The diagnostic assessment is simple. For various reasons, unionised permanent employees are retrenched en masse. Two or three months later they are recalled as contract workers. Because of their current status, they are told they will be earning grade G wages.
They are now caught in the middle. They were retrenched but now feel lucky that they are re-employed, though on different conditions than before. That is, losing their former grades. On the other hand, they are lulled into a sense of well-being by the prospect of their loans being fully deducted from their provident funds.
But then, when you confront them and remind them to remember that they are still comrades, you are confronted with traumatised glazed stares and expressions of hostility and horror in their faces.
You can almost read their minds: ‘I was retrenched and nobody fed my family. I am now a contract worker. So what? I am now looking after the interests of my immediate family first!’

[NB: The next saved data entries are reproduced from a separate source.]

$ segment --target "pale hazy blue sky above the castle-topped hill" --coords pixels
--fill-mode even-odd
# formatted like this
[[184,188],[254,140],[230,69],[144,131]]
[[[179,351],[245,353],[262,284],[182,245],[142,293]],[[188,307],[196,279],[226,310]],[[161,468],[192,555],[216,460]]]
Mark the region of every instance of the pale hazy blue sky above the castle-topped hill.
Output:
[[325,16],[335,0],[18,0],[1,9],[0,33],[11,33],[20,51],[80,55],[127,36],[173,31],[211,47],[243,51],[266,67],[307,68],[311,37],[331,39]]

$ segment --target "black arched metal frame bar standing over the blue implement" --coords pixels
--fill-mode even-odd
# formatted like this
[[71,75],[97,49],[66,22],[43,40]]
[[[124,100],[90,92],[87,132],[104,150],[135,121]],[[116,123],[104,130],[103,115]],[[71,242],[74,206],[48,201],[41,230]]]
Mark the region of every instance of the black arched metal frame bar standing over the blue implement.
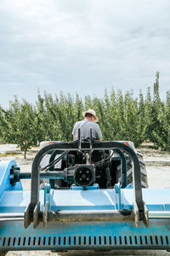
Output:
[[[44,154],[47,153],[50,149],[62,149],[62,150],[89,150],[90,143],[81,143],[79,144],[79,140],[71,143],[56,143],[48,145],[47,147],[42,148],[36,155],[35,159],[32,163],[31,169],[31,203],[26,208],[25,212],[25,227],[28,227],[29,224],[33,221],[33,212],[37,203],[39,202],[39,164],[42,160]],[[81,146],[81,147],[80,147]],[[141,177],[140,177],[140,165],[138,156],[133,151],[133,148],[129,146],[119,143],[119,142],[99,142],[93,141],[92,150],[114,150],[120,149],[127,154],[129,154],[130,159],[133,161],[133,186],[134,186],[134,203],[137,207],[135,212],[137,216],[137,226],[139,225],[139,220],[143,220],[146,222],[147,212],[144,211],[146,207],[144,207],[144,201],[142,196],[142,186],[141,186]]]

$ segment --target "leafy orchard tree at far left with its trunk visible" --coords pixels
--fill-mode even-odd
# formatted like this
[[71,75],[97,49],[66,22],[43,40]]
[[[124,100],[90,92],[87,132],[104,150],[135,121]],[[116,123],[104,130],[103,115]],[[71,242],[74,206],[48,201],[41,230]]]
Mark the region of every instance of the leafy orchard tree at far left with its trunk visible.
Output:
[[[26,100],[20,103],[17,97],[9,103],[7,111],[3,111],[3,139],[5,143],[16,143],[20,150],[26,152],[37,146],[37,114],[35,108]],[[2,122],[1,122],[2,123]]]

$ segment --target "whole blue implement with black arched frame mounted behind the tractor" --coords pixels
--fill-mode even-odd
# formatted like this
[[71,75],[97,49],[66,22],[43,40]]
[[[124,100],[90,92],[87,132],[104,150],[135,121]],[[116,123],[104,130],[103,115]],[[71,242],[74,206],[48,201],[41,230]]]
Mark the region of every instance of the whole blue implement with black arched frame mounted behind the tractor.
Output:
[[0,250],[169,249],[170,189],[142,189],[140,169],[128,145],[80,137],[42,148],[31,173],[1,161]]

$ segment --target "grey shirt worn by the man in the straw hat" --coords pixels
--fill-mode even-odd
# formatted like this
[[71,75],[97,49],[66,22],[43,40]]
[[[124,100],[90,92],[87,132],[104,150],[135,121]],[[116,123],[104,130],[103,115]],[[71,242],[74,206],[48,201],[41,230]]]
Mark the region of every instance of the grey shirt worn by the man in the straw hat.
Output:
[[78,121],[72,130],[72,135],[78,138],[78,128],[80,128],[80,136],[81,137],[90,137],[90,128],[92,128],[92,137],[94,139],[99,139],[102,137],[99,125],[88,121],[87,119],[83,119],[82,121]]

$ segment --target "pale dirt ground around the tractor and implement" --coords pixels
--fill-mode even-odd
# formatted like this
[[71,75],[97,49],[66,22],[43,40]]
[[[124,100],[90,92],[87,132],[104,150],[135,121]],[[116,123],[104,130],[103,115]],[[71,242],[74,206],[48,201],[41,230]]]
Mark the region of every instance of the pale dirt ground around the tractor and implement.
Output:
[[[148,181],[150,188],[170,188],[170,154],[161,152],[151,148],[151,144],[143,144],[139,148],[144,156],[146,164],[146,171],[148,174]],[[23,153],[13,144],[0,145],[0,160],[15,160],[20,166],[21,172],[31,172],[31,163],[37,153],[38,148],[32,148],[28,154],[27,159],[24,160]],[[23,181],[24,189],[30,189],[30,181]],[[94,252],[94,251],[72,251],[67,253],[56,253],[51,251],[26,251],[26,252],[8,252],[7,256],[97,256],[97,255],[169,255],[166,251],[156,250],[133,250],[133,251],[110,251],[110,252]]]

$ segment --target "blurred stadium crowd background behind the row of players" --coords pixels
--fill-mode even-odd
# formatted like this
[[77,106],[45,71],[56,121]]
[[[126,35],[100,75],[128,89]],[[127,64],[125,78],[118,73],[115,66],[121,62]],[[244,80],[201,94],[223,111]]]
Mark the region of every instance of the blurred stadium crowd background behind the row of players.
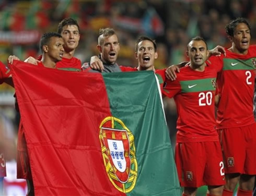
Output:
[[[255,0],[1,0],[0,60],[6,64],[9,55],[16,55],[21,60],[28,56],[37,57],[40,54],[38,43],[41,34],[56,31],[58,23],[66,17],[72,17],[79,23],[81,35],[75,56],[82,63],[98,54],[98,30],[106,27],[115,29],[118,34],[118,64],[133,67],[137,66],[133,55],[135,40],[141,34],[157,42],[159,57],[155,61],[156,68],[186,60],[185,48],[195,35],[203,36],[209,48],[216,45],[229,47],[224,28],[230,19],[236,17],[248,19],[252,26],[251,44],[256,43]],[[14,109],[14,90],[5,84],[0,86],[0,90],[0,142],[6,143],[8,153],[5,157],[11,161],[16,157],[19,116]],[[174,149],[176,106],[173,100],[164,100],[164,104]],[[8,164],[15,167],[14,161]],[[14,170],[8,171],[7,186],[14,186],[14,173]],[[197,195],[203,195],[205,190],[201,188]]]

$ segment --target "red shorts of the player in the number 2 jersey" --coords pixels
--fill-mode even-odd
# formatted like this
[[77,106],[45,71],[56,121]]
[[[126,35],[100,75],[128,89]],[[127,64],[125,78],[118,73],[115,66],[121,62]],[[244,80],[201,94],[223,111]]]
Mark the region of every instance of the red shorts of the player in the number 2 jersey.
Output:
[[[256,175],[256,123],[245,127],[218,129],[226,174]],[[237,145],[239,144],[239,145]]]

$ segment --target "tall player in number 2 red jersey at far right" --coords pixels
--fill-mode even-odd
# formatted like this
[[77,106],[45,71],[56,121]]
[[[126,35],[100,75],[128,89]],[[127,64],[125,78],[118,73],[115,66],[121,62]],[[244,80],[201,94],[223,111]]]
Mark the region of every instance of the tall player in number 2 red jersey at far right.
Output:
[[256,125],[253,117],[256,45],[250,46],[250,25],[243,18],[228,23],[226,33],[232,46],[226,57],[211,57],[222,69],[217,78],[220,101],[217,130],[223,148],[226,185],[223,195],[252,195],[256,175]]

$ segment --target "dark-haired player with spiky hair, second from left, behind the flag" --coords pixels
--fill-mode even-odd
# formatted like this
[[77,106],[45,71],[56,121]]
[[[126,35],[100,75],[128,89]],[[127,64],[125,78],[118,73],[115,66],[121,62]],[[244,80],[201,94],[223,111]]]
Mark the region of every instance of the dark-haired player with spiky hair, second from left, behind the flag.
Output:
[[[58,26],[57,32],[62,35],[64,41],[64,54],[62,60],[56,64],[56,68],[80,71],[81,61],[80,59],[74,57],[76,47],[78,46],[80,33],[79,26],[76,20],[72,18],[63,19]],[[8,63],[12,64],[13,59],[16,59],[15,56],[9,56]],[[39,56],[38,59],[33,57],[28,57],[25,62],[37,65],[41,60],[42,56]]]

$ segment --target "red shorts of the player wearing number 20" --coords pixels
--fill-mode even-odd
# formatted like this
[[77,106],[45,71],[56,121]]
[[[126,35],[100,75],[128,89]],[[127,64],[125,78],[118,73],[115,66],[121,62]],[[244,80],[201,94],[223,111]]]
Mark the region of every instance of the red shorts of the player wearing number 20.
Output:
[[224,164],[219,142],[177,143],[175,161],[181,187],[224,185]]

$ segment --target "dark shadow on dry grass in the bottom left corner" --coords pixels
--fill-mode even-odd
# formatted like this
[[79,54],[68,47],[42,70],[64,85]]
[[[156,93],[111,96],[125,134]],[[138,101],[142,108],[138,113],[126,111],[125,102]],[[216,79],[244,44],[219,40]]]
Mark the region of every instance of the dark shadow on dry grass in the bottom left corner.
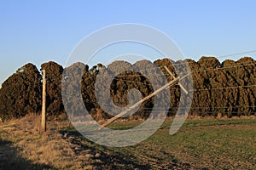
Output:
[[46,164],[38,164],[26,160],[19,155],[18,150],[10,141],[0,139],[0,169],[56,169]]

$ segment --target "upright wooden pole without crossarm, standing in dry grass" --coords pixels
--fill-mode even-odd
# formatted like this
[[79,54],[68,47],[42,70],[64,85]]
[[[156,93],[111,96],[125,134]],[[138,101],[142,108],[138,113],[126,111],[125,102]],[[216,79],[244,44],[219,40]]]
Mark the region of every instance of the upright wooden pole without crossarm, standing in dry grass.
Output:
[[42,96],[42,132],[46,131],[46,116],[45,116],[45,103],[46,103],[46,72],[43,70],[43,96]]

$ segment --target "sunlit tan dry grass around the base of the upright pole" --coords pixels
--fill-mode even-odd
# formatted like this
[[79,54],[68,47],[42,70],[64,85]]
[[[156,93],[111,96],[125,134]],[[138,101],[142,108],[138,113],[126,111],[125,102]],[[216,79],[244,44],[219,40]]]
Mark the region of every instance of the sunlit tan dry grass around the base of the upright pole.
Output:
[[[97,159],[101,154],[82,149],[79,144],[73,144],[73,137],[57,131],[68,125],[67,121],[48,122],[49,131],[41,133],[40,116],[26,116],[2,123],[0,169],[14,169],[20,161],[27,165],[28,161],[32,162],[32,169],[93,169],[96,163],[101,162]],[[14,157],[20,161],[15,161]]]

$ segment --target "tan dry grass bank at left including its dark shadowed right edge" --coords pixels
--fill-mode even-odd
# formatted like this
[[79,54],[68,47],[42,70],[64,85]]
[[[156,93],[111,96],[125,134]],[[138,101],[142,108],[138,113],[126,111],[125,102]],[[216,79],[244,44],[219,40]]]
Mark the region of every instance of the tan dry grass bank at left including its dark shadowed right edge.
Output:
[[[47,122],[40,132],[40,116],[27,115],[0,124],[0,169],[136,169],[145,168],[125,156],[96,150],[69,127],[65,117]],[[21,166],[21,167],[20,167]]]

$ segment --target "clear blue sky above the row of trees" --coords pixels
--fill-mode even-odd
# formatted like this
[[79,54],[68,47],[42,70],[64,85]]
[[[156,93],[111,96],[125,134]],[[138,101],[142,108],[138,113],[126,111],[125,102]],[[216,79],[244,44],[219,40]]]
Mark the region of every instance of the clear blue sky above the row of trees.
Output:
[[[256,1],[0,1],[0,84],[20,66],[65,65],[103,26],[138,23],[166,32],[188,58],[256,49]],[[256,53],[247,54],[255,59]],[[230,59],[238,59],[232,56]],[[100,59],[99,59],[100,62]]]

These shell-shocked comrades are now focused solely on satisfying Maslow’s hierarchy of needs. And it will take some time. By the time they reach the summit of those needs – the need for affiliation and self-actualisation, Numsa will be an amputee.
Comrades, the apartheid wage gap is our last hurdle to economic freedom. Let us collectively place ourselves at the starting line-up of this marvellous race. As it is, we are spiralling down the gaping hole of poverty at an alarming pace. It is a vicious circle.
We did not create this problem. But since it is our baby now, let us own it and address it accordingly. We have no safety net.